The protocol’s founders are Oliver Gale, a well-known tech entrepreneur and Fintech-focused professional; and Dr Anish Mohammed, an experienced cryptographer and ZK-proofs expert.
Blockchains Are Ideal for “Targeted Monitoring” and “Mass Surveillance”
Blockchain or distributed ledger tech is “celebrated for paving the way to decentralization by removing censorship and anti-competitive power from traditional centralized institutions,” the Panther Protocol team writes in its whitepaper.
Although blockchains aim to take away control from centralized institutions, their openness makes them an ideal platform for “targeted monitoring” and “mass surveillance,” the Panther team explains.
To achieve network consensus, the typical blockchain or DLT model requires complete
transaction transparency. This means that all transaction data, including the sender and recipient addresses, value, currency or token type, smart contract data, and transaction timing
are “all in the clear for all to see,” the Panther Protocol team notes in their whitepaper.

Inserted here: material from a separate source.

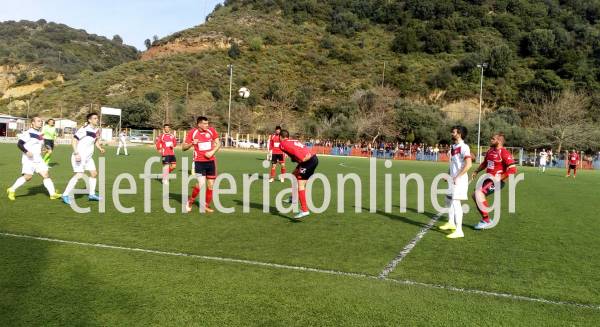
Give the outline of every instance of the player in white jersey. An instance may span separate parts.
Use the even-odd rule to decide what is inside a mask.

Blockchains may be considered a “treasure trove” of data representing peoples’ private remittance payments, financial status, NFT purchases, currency exchanges, and other highly-sensitive information.
These may be further supplemented by off-chain metadata “to unmask the real
world identity behind the wallet addresses,” the Panther Protocol team notes. In their whitepaper, they cite research from Angeris et al., which reveals that in the context of a type of decentralized exchange, called Constant Function Market Maker (CFMM), “privacy is impossible with the usual implementations of CFMMs under most reasonable models of an adversary and provide some mitigating strategies.”
But recent breakthroughs in cryptography and privacy-focused tech have enabled us to ensure adequate privacy when conducting blockchain transactions. Notably, Panther Protocol has leveraged the latest technology and innovations to create their solution for confidential and compliant crypto transactions.